Through the merger, direct-to-consumer operations will reflect 73 percent total sales, with brick-and-mortar contributing the rest. Combined net sales amounted to approximately 1.2 billion dollars for the last 12 months ending October 2025, while adjusted EBITDA came to 45 million dollars.

The all-stock transaction, which has already been unanimously approved by the board of directors for both companies, is expected to close in the first half of FY26, customary to closing conditions and approval by DXL shareholders. FullBeauty shareholders have consented to the merger. Following the transaction’s completion, FullBeauty and DXL shareholders will own 55 and 45 percent of the combined company, respectively.

DXL’s Q3 net sales drop as demand wanes

The news of the merger coincides with DXL’s third quarter report, in which the company reported a drop in total sales of 5.2 percent, from 107.5 million dollars in the same period of the year prior to 101.9 million dollars. Comparable sales fell 7.4 percent.

Net loss widened, increasing from a loss of 1.8 million dollars to 4.1 million dollars. Adjusted EBITDA, meanwhile, swung to a loss of two million dollars, compared to a profit of one million dollars in 2024. Gross margin, inclusive of occupancy costs, rose from 45.1 percent to 42.7 percent.

For factors impacting performance, DXL cited significant volatility among evolving trade policies, the enactment of additional tariffs, and waning demand from a customer who is seeking out entry level price points and private brands.

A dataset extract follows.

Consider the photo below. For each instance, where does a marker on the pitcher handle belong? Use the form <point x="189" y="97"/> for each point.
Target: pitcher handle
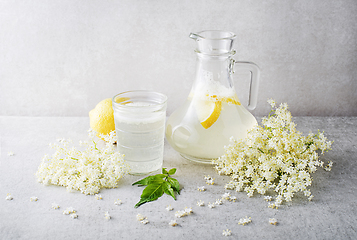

With the latter in mind, the company reaffirmed its ongoing commitment to evolving its core assortment and expanding its collection of private brands.

In a statement, Harvey Kanter, president and CEO of DXL, said: “Despite the dynamic consumer environment, we are confident in our regimented process, structure and discipline that sets us up for greater success when we return to growth.”